Indeed, it is the only way a qualified Filipino of Philippine corporation can be
given preference in the enjoyment of a right, privilege or concession given by the State,
by favoring it over a foreign national corporation.
Under the rules on public bidding of the Government Service and Insurance System, if
petitioner and the Malaysian firm had offered the same price per share, "priority [would
be given] to the bidder seeking the larger ownership interest in MHC,"2 so that petitioner
bid for more shares, it would be preferred to the Malaysian corporation for that reason
and not because it is a Philippine corporation. Consequently, it is only in cases like the
present one, where an alien corporation is the highest bidder, that preferential treatment
of the Philippine corporation is mandated not by declaring it winner but by allowing it "to
match the highest bid in terms of price per share" before it is awarded the shares of
stocks.3 That, to me, is what "preference to qualified Filipinos" means in the context of
this case — by favoring Filipinos whenever they are at a disadvantage vis-a-
vis foreigners.
This was the meaning given in Co Chiong v. Cuaderno4 to a 1947 statute giving
"preference to Filipino citizens in the lease of public market stalls."5 This Court upheld
the cancellation of existing leases covering market stalls occupied by persons who were
not Filipinos and the award thereafter of the stalls to qualified Filipino vendors as
ordered by the Department of Finance. Similarly, in Vda. de Salgado v. De la
Fuente,6 this Court sustained the validity of a municipal ordinance passed pursuant to
the statute (R.A. No. 37), terminating existing leases of public market stalls and granting
preference to Filipino citizens in the issuance of new licenses for the occupancy of the
stalls. In Chua Lao v. Raymundo,7 the preference granted under the statute was held to
apply to cases in which Filipino vendors sought the same stalls occupied by alien
vendors in the public markets even if there were available other stalls as good as those
occupied by aliens. "The law, apparently, is applicable whenever there is a conflict of
interest between Filipino applicants and aliens for lease of stalls in public markets, in
which situation the right to preference immediately arises."8
Our legislation on the matter thus antedated by a quarter of a century efforts began only
in the 1970s in America to realize the promise of equality, through affirmative action and
reverse discrimination programs designed to remedy past discrimination against colored
people in such areas as employment, contracting and licensing.9 Indeed, in vital areas
of our national economy, there are situations in which the only way to place Filipinos in
control of the national economy as contemplated in the Constitution 10 is to give them
preferential treatment where they can at least stand on equal footing with aliens.

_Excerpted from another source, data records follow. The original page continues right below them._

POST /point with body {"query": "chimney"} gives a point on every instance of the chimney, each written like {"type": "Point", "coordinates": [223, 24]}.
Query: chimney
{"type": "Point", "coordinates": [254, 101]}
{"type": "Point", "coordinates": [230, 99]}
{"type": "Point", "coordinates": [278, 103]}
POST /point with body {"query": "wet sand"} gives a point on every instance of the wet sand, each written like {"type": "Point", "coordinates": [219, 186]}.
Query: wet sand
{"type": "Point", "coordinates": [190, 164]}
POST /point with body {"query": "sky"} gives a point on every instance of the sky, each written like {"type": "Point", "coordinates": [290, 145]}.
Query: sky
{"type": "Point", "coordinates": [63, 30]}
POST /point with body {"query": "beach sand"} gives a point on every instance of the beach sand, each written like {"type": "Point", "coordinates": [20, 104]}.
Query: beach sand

There need be no fear that thus preferring Filipinos would either invite foreign retaliation
or deprive the country of the benefit of foreign capital or know-how. We are dealing here
not with common trades of common means of livelihood which are open to aliens in our
midst, 11 but with the sale of government property, which is like the grant of government
largess of benefits and concessions covering the national economy" and therefore no
one should begrudge us if we give preferential treatment to our citizens. That at any rate
is the command of the Constitution. For the Manila Hotel is a business owned by the
Government. It is being privatized. Privatization should result in the relinquishment of
the business in favor of private individuals and groups who are Filipino citizens, not in
favor of aliens.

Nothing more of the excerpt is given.